Re: [RFC PATCH v1 00/57] Boot-time page size selection for arm64

David Hildenbrand <david@xxxxxxxxxx> · Wed, 16 Oct 2024 17:16:42 +0200

Performance Testing
===================

I've run some limited performance benchmarks:

First, a real-world benchmark that causes a lot of page table manipulation (and
therefore we would expect to see regression here if we are going to see it
anywhere); kernel compilation. It barely registers a change. Values are times,
so smaller is better. All relative to base-4k:

|             |    kern |    kern |    user |    user |    real |    real |
| config      |    mean |   stdev |    mean |   stdev |    mean |   stdev |
|-------------|---------|---------|---------|---------|---------|---------|
| base-4k     |    0.0% |    1.1% |    0.0% |    0.3% |    0.0% |    0.3% |
| compile-4k  |   -0.2% |    1.1% |   -0.2% |    0.3% |   -0.1% |    0.3% |
| boot-4k     |    0.1% |    1.0% |   -0.3% |    0.2% |   -0.2% |    0.2% |

The Speedometer JavaScript benchmark also shows no change. Values are runs per
min, so bigger is better. All relative to base-4k:

| config      |    mean |   stdev |
|-------------|---------|---------|
| base-4k     |    0.0% |    0.8% |
| compile-4k  |    0.4% |    0.8% |
| boot-4k     |    0.0% |    0.9% |

Finally, I've run some microbenchmarks known to stress page table manipulations
(originally from David Hildenbrand). The fork test maps/allocs 1G of anon
memory, then measures the cost of fork().

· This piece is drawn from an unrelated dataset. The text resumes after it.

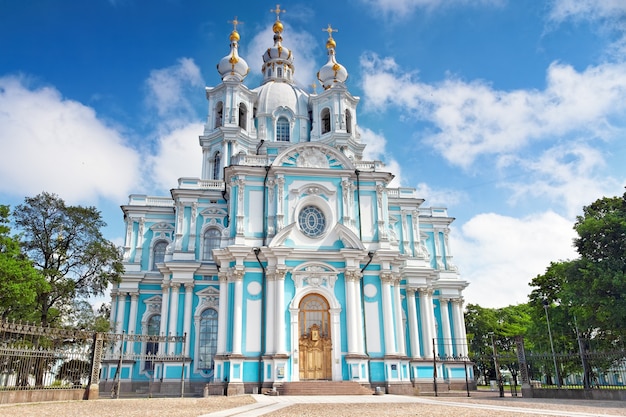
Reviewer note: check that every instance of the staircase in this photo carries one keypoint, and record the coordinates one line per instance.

The munmap test maps/allocs 1G of anon
memory then measures the cost of munmap()ing it. The fork test is known to be
extremely sensitive to any changes that cause instructions to be aligned
differently in cachelines. When using this test for other changes, I've seen
double digit regressions for the slightest thing, so 12% regression on this test
is actually fairly good. This likely represents the extreme worst case for
regressions that will be observed across other microbenchmarks (famous last
words). Values are times, so smaller is better. All relative to base-4k:

... and here I am, worrying about much smaller degradation in these 
micro-benchmark ;) You're right, these are pure micro-benchmarks, and 
while 12% does sound like "much", even stupid compiler code movement can 
result in such changes in the fork() micro benchmark.

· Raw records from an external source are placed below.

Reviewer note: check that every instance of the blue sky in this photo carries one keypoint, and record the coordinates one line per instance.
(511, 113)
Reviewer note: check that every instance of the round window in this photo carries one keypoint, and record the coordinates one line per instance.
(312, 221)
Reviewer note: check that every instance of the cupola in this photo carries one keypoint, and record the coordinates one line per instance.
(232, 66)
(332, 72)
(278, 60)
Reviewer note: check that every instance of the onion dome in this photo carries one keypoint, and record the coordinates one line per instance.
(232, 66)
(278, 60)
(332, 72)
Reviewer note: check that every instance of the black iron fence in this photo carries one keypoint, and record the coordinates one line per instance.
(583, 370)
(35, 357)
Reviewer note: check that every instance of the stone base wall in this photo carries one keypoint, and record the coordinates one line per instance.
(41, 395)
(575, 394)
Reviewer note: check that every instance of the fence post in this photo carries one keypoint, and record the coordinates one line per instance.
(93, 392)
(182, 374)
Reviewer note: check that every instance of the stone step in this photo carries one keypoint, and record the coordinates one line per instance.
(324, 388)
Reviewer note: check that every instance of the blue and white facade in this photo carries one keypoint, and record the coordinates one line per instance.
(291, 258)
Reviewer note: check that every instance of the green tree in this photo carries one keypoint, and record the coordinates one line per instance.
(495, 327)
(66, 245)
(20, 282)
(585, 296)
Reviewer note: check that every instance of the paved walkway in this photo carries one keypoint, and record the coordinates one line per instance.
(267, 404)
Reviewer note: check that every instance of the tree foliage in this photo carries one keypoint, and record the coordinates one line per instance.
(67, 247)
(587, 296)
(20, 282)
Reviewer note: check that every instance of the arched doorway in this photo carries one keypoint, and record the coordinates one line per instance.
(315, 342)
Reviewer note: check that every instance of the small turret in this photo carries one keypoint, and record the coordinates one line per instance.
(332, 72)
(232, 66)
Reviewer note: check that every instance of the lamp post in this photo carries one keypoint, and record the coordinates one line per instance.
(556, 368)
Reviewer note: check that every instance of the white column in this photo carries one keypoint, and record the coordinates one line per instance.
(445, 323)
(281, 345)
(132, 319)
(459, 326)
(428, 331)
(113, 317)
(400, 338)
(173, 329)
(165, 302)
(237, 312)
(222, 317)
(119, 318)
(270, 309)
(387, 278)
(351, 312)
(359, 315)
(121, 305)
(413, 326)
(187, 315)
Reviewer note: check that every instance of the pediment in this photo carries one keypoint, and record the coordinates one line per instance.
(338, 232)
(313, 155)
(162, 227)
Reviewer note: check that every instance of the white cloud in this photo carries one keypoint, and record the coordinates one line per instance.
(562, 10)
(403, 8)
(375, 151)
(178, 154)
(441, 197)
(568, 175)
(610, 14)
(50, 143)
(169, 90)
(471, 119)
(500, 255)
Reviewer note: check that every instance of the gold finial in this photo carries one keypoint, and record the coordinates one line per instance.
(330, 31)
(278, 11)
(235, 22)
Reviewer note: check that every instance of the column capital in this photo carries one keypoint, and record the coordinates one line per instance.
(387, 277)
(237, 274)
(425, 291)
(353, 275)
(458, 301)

So I think this is just fine, and actually "surprisingly" small. And, 
there is even a way to statically compile a page size and not worry 
about that at all.

As discussed ahead of times, I consider this change very valuable. In 
RHEL, the biggest issue is actually the test matrix, that cannot really 
be reduced significantly ... but it will make shipping/packaging easier.

CCing Don, who did the separate 64k RHEL flavor kernel.

--
Cheers,

David / dhildenb